Les pouvoirs législatifs, judiciaires et exécutifs ont sciemment été affaiblis au moment où la défiance des populations à l’endroit du président de la République est extrême, ainsi que le montre les mobilisations populaires quasi quotidienne à travers le territoire national.

Sortir de la crise par le haut

Au sortir du « dialogue », le coup d’État de Macky Sall étant consommé, le Sénégal se retrouve dans une situation qui n’est pas sans rappeler celle prévalant en Algérie à la suite du coup d’État militaire de janvier 1992 visant à empêcher la poursuite de l’élection législative et la victoire annoncée du Front Islamique de Salut (FIS).

On pense également à la Côte d’Ivoire après le ravalement du Code électoral par le président Henri Konan Bédie pour y introduire l’ivoirité et ouvrir ainsi la porte aux démons qui vont ravager la Côte d’Ivoire pendant plus de dix ans : coup d’État militaire, crise « politico-militaire » et intervention militaire étrangère.

Notre pays doit et peut éviter les tragédies que l’Algérie et la Côte d’Ivoire ont connu tour à tour. Le Sénégal en a les moyens. Il possède une société civile structurée avec plusieurs plateformes d’information et d’initiatives politiques, des syndicats de travailleurs et des structures organisées d’intellectuels qui canalisent l’ensemble des forces vives du pays.
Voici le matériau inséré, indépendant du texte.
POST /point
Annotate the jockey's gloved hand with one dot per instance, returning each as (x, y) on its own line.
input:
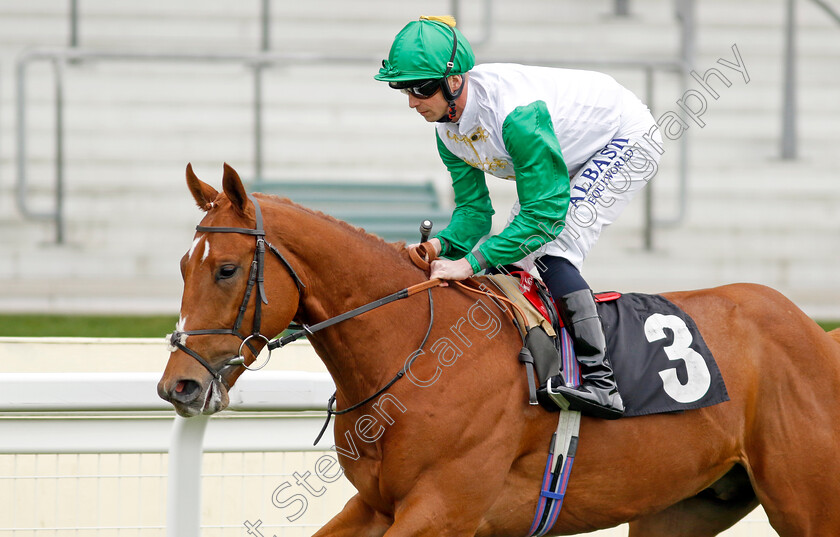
(434, 242)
Cette société civile doit continuer à mobiliser les forces vives de la nation et engager avec elle des luttes pacifiques et non violentes afin d’imposer la tenue de l’élection avant le 2 avril, de s’opposer à la reprise du processus électoral et à l’inclusion de candidats déjà exclus et contraindre M. Macky Sall à quitter le pouvoir dès le 2 avril au terme de son mandat.

Elle saura s’opposer aussi à la loi d’amnistie annoncée.

Le Conseil constitutionnel qui a invalidé le décret du président de la République annulant la convocation du corps électoral pour le scrutin présidentiel du 25 février 2024 a démontré sa sagacité et son indépendance.

Nul doute qu’il dira et imposera encore une fois le droit.